Mom called me the blessed grandchild, because I was in the hospital room with Grandpa when he passed; Dad and I were the only two people in the room to share in his last moments, and his last breath.

He was not conscious: at least not that I could tell, although Dad believed he might still be able to hear us. His eyes were open and his chest rose beneath the bed sheets intermittently with each breath - something Dad noticed. I sat down beside his bed and decided to tell him about my garden.

I think Grandpa liked to hear about my garden. He was quite the gardener himself, although he frequently indicated that he felt more like a salad chef for the deer that sampled his vegetable patch than a green thumb.

I told him the latest developments. Pocket gophers had decided to make dirt piles in my garden. Pocket gophers, I explained (more for Dad's benefit) live underground and dig holes, collecting the dirt in their checks then spitting it out in a pile designed to hide their hole. A friend told me he thought the gophers (which look like big chipmunks) had targettted my garden because the soil there was moist (watered daily by me) while the rest of the ground was experiencing a subsoil moisture deficit(blame that on mother nature). He thought the moist soild was easier for them to dig through. He offered to put traps in the holes (provided we find them beneath the piles) but assured me the piles were an aesthetic inconvenience, and the gophers were little more than a nuissance.

"I don't think they even eat vegetables," he told me. Because there was no evidence to the contrary, I left the dirt piles, and (I presume) the entryway to the gopher lair as well, in tact.

I explained this to Grandpa; he would understand, he might even be sympathetic - he had battled with his share of garden pests.

I thought I saw a flicker of some kind of recognition in his eyes, even if for a moment. I suppose it could be wishful thinking. I knew he wouldn't be able to offer advice, as he had before. Still, somehow I felt like he knew we were there and maybe he was listening.

After trying to find a better radion station for Grandpa, (the nurse had turned on the radio for him earlier in the morning) Dad approached the bed and noticed that evidence of Grandpa's shallow breathing had vanished. I noticed the flicker I thought I had seen in his eyes was also gone.

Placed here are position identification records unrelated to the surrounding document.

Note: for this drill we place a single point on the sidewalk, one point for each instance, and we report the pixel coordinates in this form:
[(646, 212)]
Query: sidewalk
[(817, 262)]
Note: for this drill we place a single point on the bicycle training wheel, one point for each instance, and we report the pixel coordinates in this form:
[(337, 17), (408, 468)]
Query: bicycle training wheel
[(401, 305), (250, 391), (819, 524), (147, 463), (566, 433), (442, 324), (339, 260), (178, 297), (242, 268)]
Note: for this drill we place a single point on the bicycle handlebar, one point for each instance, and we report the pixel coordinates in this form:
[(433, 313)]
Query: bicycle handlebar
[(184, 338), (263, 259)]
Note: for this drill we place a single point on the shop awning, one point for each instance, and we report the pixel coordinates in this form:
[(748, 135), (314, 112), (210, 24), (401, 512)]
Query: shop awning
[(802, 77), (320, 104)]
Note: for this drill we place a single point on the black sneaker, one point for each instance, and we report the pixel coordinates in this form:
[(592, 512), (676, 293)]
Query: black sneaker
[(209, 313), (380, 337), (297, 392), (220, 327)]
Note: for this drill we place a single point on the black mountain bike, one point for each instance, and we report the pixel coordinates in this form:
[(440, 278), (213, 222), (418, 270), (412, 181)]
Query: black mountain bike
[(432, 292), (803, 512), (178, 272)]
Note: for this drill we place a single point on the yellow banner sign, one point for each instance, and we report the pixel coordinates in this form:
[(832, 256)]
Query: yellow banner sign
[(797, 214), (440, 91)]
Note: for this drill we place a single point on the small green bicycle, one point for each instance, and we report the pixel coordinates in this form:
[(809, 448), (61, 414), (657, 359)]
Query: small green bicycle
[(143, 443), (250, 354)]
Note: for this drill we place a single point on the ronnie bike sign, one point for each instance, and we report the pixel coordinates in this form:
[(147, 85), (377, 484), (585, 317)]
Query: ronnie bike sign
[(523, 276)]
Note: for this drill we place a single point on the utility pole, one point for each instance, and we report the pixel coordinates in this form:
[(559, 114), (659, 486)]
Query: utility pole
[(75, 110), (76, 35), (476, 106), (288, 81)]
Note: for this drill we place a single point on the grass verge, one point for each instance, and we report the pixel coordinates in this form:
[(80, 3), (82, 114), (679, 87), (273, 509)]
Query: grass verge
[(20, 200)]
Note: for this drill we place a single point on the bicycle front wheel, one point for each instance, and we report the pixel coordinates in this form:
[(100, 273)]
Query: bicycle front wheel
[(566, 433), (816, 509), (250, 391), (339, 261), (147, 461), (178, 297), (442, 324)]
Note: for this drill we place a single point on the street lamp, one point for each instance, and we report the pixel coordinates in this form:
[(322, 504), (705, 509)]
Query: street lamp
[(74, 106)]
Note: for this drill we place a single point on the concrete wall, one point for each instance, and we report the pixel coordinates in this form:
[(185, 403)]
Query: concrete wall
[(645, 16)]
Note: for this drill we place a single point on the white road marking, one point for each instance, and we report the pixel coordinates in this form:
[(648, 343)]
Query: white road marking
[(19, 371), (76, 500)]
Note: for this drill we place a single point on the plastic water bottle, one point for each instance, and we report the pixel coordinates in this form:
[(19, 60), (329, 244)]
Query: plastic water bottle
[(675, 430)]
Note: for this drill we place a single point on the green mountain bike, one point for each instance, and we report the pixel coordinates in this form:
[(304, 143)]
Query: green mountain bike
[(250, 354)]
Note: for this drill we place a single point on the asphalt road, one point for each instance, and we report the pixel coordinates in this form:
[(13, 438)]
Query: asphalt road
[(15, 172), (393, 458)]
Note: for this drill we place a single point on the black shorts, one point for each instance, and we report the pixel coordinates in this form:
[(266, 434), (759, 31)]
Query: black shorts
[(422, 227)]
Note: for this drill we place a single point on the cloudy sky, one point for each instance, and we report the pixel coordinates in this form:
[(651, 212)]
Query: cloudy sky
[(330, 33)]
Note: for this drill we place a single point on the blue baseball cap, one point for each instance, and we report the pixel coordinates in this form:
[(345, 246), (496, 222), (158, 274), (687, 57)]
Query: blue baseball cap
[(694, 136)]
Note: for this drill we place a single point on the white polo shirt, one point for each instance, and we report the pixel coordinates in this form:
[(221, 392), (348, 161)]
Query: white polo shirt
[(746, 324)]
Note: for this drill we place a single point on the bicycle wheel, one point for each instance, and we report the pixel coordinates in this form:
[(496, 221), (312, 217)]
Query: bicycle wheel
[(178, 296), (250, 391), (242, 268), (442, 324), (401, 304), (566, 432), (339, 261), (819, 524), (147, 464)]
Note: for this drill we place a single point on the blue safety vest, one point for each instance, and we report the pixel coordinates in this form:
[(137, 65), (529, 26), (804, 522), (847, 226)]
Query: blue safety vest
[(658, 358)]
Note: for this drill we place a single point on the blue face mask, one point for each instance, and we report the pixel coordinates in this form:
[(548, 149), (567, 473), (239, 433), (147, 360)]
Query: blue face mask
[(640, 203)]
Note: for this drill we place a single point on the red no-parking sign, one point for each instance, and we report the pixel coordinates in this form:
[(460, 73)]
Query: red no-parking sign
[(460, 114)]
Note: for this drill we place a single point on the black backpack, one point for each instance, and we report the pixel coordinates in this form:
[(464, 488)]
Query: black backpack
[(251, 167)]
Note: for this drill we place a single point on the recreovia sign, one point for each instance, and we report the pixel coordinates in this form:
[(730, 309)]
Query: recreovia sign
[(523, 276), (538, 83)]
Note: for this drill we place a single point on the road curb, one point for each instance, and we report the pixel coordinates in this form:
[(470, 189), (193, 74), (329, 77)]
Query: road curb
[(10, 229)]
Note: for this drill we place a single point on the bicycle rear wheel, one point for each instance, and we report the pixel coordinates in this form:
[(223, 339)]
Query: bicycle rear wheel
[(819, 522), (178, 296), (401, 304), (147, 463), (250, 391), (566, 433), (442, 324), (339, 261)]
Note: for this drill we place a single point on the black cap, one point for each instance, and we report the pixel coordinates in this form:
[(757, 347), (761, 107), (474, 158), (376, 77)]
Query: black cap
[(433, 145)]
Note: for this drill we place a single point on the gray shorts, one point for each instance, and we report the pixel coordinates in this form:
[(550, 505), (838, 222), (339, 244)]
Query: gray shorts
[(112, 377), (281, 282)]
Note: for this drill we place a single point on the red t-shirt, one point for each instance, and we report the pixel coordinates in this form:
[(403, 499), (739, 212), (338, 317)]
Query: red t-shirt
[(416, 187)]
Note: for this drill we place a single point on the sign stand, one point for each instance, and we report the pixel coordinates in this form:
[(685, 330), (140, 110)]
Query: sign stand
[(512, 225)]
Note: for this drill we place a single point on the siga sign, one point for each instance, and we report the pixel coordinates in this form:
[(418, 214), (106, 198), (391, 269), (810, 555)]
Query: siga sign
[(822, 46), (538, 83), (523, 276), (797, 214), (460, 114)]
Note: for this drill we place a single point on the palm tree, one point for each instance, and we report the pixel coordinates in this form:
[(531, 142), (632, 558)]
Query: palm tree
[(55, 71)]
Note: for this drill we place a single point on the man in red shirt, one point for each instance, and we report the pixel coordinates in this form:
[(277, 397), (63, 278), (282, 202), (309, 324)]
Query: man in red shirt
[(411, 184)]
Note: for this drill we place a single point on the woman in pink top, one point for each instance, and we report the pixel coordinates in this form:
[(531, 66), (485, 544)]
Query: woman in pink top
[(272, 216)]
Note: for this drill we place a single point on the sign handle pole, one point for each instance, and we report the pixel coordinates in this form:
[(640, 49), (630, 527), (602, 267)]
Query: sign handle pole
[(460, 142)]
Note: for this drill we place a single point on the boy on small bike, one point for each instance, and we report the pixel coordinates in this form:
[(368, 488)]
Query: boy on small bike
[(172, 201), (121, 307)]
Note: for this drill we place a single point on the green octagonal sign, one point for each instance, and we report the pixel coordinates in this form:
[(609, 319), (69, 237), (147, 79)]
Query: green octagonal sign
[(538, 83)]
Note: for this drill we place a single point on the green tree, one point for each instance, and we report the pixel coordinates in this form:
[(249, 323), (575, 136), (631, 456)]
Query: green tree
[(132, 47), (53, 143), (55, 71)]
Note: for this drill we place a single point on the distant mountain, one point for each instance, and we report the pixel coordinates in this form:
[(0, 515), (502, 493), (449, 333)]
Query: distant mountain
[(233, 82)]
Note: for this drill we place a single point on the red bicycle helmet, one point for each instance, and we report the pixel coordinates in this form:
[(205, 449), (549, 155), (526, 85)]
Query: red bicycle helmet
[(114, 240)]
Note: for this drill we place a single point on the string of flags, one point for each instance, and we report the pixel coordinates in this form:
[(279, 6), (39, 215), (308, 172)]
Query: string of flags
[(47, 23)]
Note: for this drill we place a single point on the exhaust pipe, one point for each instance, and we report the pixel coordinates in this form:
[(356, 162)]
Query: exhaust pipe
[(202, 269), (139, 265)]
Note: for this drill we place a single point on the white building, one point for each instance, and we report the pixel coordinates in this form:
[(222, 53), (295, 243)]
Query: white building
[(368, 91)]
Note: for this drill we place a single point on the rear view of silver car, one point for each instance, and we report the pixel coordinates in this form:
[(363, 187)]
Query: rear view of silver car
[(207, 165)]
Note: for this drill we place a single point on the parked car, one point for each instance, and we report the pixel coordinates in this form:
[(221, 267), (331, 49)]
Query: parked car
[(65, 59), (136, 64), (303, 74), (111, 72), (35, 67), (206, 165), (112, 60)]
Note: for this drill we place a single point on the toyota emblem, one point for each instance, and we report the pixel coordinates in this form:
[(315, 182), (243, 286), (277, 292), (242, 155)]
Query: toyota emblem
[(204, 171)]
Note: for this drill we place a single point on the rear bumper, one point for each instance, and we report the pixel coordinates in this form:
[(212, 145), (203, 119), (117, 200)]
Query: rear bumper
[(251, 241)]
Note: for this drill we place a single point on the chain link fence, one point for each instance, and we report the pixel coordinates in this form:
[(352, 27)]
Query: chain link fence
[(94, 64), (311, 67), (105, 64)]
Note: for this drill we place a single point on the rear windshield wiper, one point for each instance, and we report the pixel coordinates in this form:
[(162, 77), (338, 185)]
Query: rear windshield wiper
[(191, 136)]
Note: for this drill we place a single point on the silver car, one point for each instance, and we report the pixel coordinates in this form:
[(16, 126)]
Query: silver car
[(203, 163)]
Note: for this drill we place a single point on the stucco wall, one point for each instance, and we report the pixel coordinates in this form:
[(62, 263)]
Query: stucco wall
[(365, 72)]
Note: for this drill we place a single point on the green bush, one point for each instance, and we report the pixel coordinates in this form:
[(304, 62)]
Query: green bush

The doctor confirmed what Dad already seemed to know, and I was trying to believe -- even though his body was in front of our eyes, Granpa was gone.

The time the doctor declared him was 1 p.m., although he passed before then. When exactly, I am not positive. I am pretty sure I had my hand on his shoulder though, when it happened.

Dad commented that death came as a surprise in the sense that it came unannounced, even if expected. We humans seem to think that because death is such a milestone in our lives...our final milestone, that it should involve some amount of fanfare: "drumroll please..." Instead in its final moment, at least in Grandpa's case, death came quietly, without giving any obvious, immediate cue that this was the end.

It almost seemed fitting for Grandpa. In the way that I knew him, he wasn't a person who liked to draw attention to himself or make a big fuss.

I am happy for him. I know he is in a better place now. But I am sad for the rest of us. We have the human job of dealing with the void in the family that has been created by his departure. It's a void with no chance of being filled. That is really the hardest part, and that is really all that is left to do.